Las estructuras que se tenían que transformar para evitar que esto sucediera no se transformaron. Los estados siguen sin tener policías efectivas y confiables. El propio Ejército sufre: menos gente se alista a las fuerzas armadas cada año porque entiende muy bien cómo está la cosa. Y uno de los grandes programas, la bandera del presidente para evitar seguir por este camino, la prevención de violencia y delito, fue abandonada hace ya tres años por falta de presupuesto. El presidente nunca entendió el más grande problema del país, que acabó por salírsele de control.
No sólo eso: no pudo con un incendio y empezó otros de a gratis. No hace falta más que ver toda la estela de corrupción que dejó esta administración, y que será muy difícil de borrar. Eso en gran parte porque el próximo gobierno ya dijo que no se va a ocupar de ella, es cierto. Que se ocupará sólo de lo que hagan los suyos. El problema aquí es que nos queda una herida sin sanar. Qué bueno que AMLO quiera evitar que su gente se corrompa –y ojalá que así lo haga, aunque el inicio, cof, cof, Bartlett, no es el más promisorio–, pero ahí hay una llaga abierta: la Casa Blanca, la Estafa Maestra, Odebrecht, como se le quiera llamar al problema, ahí está. Miles de millones de pesos desaparecidos, contratistas en tratos oscuros de manera directa con el presidente, y mucho más. Todo enfrente de nuestras narices.

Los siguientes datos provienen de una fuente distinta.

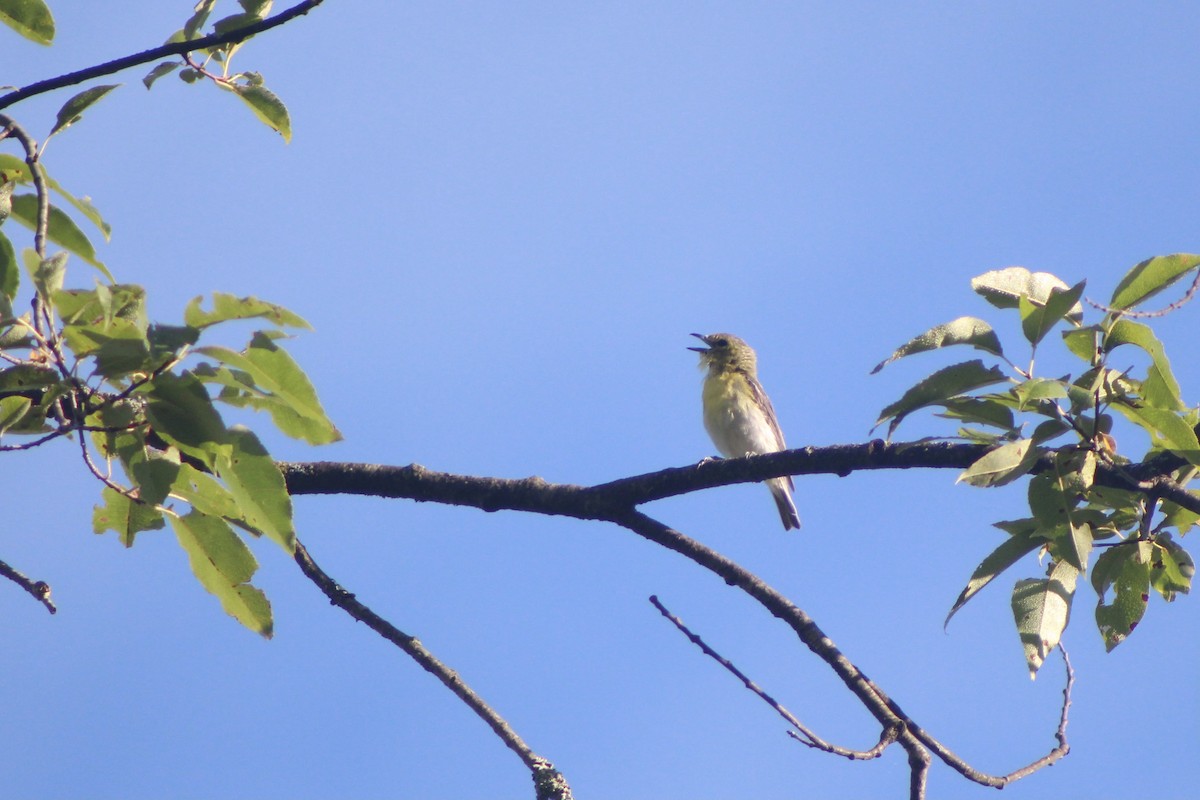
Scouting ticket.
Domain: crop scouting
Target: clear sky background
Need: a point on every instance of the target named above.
(503, 221)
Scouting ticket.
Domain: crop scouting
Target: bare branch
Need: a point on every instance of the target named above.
(805, 735)
(39, 589)
(154, 54)
(612, 499)
(1162, 312)
(549, 782)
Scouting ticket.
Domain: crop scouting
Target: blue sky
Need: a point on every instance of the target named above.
(503, 221)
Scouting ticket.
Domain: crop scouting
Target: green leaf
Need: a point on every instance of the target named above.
(1150, 277)
(257, 486)
(223, 565)
(30, 18)
(1170, 567)
(940, 386)
(159, 71)
(1042, 609)
(1083, 342)
(181, 411)
(204, 493)
(267, 107)
(125, 516)
(48, 274)
(119, 348)
(1038, 318)
(228, 307)
(1001, 465)
(1005, 288)
(11, 410)
(83, 205)
(257, 7)
(1035, 390)
(196, 22)
(1012, 551)
(1126, 570)
(10, 274)
(276, 373)
(964, 330)
(7, 184)
(1159, 388)
(234, 22)
(61, 230)
(72, 110)
(981, 410)
(1167, 429)
(154, 474)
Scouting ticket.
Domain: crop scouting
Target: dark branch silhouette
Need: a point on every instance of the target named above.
(549, 782)
(156, 53)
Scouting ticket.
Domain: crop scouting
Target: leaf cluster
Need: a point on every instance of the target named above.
(85, 364)
(1056, 431)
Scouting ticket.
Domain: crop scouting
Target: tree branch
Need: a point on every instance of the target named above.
(549, 782)
(154, 54)
(805, 735)
(39, 589)
(612, 499)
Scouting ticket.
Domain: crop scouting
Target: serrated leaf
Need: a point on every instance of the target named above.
(61, 230)
(154, 474)
(1159, 388)
(1012, 551)
(83, 205)
(964, 330)
(1005, 288)
(981, 410)
(1167, 429)
(11, 410)
(1126, 570)
(1001, 465)
(1171, 567)
(48, 274)
(30, 18)
(257, 486)
(1039, 318)
(72, 110)
(941, 385)
(1042, 611)
(159, 71)
(181, 411)
(223, 565)
(204, 493)
(1150, 277)
(277, 376)
(119, 347)
(1083, 342)
(267, 107)
(10, 272)
(1032, 391)
(125, 516)
(196, 22)
(228, 307)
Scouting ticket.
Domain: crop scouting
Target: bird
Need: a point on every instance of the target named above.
(738, 414)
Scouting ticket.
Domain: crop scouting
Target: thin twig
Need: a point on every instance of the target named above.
(546, 779)
(40, 589)
(805, 735)
(154, 54)
(1162, 312)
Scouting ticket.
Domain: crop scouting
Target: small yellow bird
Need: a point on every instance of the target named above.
(738, 414)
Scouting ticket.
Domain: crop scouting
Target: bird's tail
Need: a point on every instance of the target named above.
(780, 489)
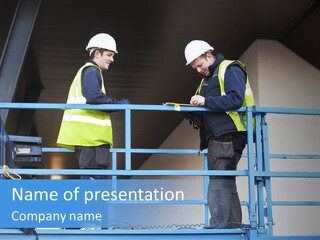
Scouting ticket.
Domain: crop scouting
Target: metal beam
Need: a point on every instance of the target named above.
(15, 49)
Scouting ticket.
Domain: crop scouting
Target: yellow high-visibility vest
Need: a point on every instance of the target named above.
(84, 127)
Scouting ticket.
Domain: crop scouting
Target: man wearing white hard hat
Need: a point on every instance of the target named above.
(89, 132)
(225, 88)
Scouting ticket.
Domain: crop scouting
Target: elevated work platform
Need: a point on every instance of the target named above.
(17, 195)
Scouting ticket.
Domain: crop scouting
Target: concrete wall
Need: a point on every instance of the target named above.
(279, 78)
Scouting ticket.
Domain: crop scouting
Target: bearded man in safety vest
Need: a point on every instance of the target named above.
(89, 132)
(225, 88)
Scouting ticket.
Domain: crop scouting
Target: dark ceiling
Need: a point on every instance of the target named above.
(151, 36)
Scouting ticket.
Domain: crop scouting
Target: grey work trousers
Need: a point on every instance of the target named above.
(224, 153)
(94, 158)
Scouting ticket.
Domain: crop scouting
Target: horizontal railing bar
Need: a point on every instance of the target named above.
(128, 172)
(183, 151)
(146, 107)
(295, 203)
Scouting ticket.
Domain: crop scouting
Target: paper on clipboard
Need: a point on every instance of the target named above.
(178, 105)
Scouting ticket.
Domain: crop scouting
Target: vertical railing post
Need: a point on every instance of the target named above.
(205, 190)
(259, 167)
(267, 180)
(251, 170)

Enrique Peña Nieto entregará la banda presidencial el 1 de diciembre, y cuando se vaya también se irá la oportunidad de castigar una buena cantidad de cosas que nunca se debieron de haber permitido. Se hablará, como ya se hace, sólo de López Obrador. Y quien ocupó el puesto más alto de gobierno durante los últimos seis años pasará a un olvido que, francamente, no se merece. De él se hablará como un mal trago durante la historia del México moderno, de lo que pasa cuando al PRI se le da una segunda oportunidad. Pero nada más.
Y eso es todo menos justo, querido sopilector, pues aunque en el peor punto de su presidencia se le exigió que se fuera, o que por lo menos reaccionara, no hizo nada en absoluto. Aguantó, esperó a que las aguas se calmaran y se quedó como el presidente con menor índice de aprobación desde que las encuestas miden esos números. No parece haberle importado mucho, o tal vez sí, pues toda esa narrativa de las reformas estructurales y “salvar a México” desapareció muy, pero muy, rápido. No obstante, EPN nunca quiso o pudo hacer algo por recuperar esos dos primeros años. Al contrario: se enfrascó con quien lo criticaba, espió a sus oponentes. Jugó al doble o nada a pesar de tener las cartas en contra. Y volvió a perder. Tanto así que el PRI ni siquiera con Roberto “corro más rápido que Usain Bolt” Madrazo recibió tan baja votación en 2006.
Tal vez ése sea su castigo, ver cómo el partido en el que creció hoy esté en ruinas. Pero no es suficiente. Al presidente actual no hay que olvidarlo, porque ése sería un triunfo para él. De este sexenio siempre hay que hablar como el más corrupto en mucho tiempo, y recordarlo para evitar que, cuando el PRI vuelva a tocar la puerta en unos años pidiendo el voto, se lo demos como si nada hubiera pasado.